John Lott is the former researcher and now full-time NRA flack who’s been tirelessly promoting the notion that the best way to fight crime is to give everyone a gun. Now he’s founded an organization called the Crime Prevention Research Center which will replace what he calls “poorly done and misleading public health studies” with academic “quality research” on the relationship of laws regulating the ownership or use of guns, crime and public safety.”
Now I’m all for quality research and and even though Lott’s been publicly accused by other scholars of inventing data, I’ve decided to take him seriously and, over the next several weeks, will examine some of his work from a serious and non-polemical point of view. The first piece is an article he co-authored in 2000 which claims to find a positive correlation between issuance of concealed-carry permits and a decline in multiple shootings. This has become a big part of the NRA public-relations arsenal since Sandy Hook, and Lott has been featured on all kinds of media shows promoting the dual notions of getting rid of gun-free zones (like schools) and widening concealed-carry rules so that virtually anyone can carry a gun anywhere they want.
Lott’s article on multiple shootings covers 1977 to 1997, during which time he claims to have information on 566 shooting incidents resulting in 1,421 injuries and 931 deaths. Lott defines multiple shootings as shootings in which two or more people were killed or injured, and he restricts his analysis to “public places” although he never defines what the word ‘public’ actually means. Of the total homicides that occurred during this period, 82% took place in the 20 states (and DC) which did not issue concealed-carry permits prior to 1997, with only 18% of multiple gun homicide deaths occurring in the 31 states that did. To bolster his argument about the value of CCW to mitigate multiple gun shootings, Lott then attaches a plethora of statistical data correlating multiple shooting with just about every other socio-economic factor that could be related to crime (unemployment, crime rates, incarcerations, etc.) and finds that no other factor explains the discrepancy in multiple shootings as well as citizens walking around with guns.
The data is breathtaking, the statistical analysis is dazzling, but Lott’s comparison of multiple shootings between CCW and non-CCW states is misleading and simply wrong. Why? Because of the 31 states that comprise his CCW sample between 1977 and 1997, 14 states (AZ, CT, ID, NH, ND, ME, MT, NV, OR, SD, UT, VT, WA, WY,) had minimal gun homicide rates before, during and after the period he studied, which makes any comparison between those states and the non-CCW states hazardous at best. The national gun homicide rate in 1977 was 6.6 per 100,000, the rate in New Hampshire, for example. was 2.3 and the rate in North Dakota was .68. How do you compare numbers from those states to such high-homicide and non-CCW states like California, Maryland and New York? You don’t.

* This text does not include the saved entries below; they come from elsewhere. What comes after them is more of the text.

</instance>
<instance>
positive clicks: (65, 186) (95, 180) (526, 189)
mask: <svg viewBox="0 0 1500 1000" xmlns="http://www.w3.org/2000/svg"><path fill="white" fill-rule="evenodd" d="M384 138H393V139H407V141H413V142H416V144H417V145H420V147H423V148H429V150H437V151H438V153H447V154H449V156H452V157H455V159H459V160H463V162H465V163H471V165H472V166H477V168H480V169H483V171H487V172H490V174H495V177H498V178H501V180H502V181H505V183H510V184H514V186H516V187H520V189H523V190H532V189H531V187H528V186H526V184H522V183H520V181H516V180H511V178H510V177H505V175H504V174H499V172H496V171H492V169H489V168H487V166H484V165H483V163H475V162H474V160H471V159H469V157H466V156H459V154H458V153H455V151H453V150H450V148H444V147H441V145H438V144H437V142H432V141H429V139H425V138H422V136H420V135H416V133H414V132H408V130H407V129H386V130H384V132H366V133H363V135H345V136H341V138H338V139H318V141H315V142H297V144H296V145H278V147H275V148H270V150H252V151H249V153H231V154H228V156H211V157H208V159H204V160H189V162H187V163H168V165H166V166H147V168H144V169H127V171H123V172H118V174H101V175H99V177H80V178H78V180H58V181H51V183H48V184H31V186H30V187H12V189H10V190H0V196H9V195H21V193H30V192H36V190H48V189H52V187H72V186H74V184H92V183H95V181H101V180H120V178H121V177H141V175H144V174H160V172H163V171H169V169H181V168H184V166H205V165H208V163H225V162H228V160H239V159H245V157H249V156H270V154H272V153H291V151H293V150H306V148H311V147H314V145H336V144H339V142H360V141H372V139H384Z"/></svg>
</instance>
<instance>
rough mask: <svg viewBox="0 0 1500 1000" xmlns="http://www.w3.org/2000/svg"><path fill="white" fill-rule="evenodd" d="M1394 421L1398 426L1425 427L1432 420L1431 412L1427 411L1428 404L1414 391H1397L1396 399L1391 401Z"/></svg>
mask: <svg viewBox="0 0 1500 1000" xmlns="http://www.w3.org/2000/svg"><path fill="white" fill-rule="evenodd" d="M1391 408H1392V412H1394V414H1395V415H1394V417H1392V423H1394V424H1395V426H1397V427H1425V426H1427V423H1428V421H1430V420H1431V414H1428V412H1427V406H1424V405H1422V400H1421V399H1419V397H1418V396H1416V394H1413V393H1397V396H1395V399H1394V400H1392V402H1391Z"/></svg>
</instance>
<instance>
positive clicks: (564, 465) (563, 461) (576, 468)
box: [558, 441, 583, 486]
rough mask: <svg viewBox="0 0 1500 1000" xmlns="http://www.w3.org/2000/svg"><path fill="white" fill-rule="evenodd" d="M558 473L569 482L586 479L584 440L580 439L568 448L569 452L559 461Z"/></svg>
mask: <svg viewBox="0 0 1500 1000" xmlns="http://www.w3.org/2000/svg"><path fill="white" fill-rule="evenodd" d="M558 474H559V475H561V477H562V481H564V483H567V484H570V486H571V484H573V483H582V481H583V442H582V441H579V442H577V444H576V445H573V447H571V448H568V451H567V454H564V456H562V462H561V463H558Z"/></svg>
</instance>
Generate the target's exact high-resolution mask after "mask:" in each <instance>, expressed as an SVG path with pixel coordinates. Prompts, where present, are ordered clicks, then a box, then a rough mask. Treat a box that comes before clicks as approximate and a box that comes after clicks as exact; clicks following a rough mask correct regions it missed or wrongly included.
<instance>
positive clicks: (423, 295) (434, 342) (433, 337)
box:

But if you’re John Lott you do, and the reason you do is because it’s not scholarly research that you’re trying to advance. It’s a political agenda that promotes the ‘armed citizen’ as a replacement for government authority because government, particularly a government headed by an anti-gun President, just doesn’t work. I’m going to keep track of the Crime Prevention Research Center’s efforts to refute “misleading public health studies” and if they publish anything that’s as shabby as this article, I’ll be sure to let you know.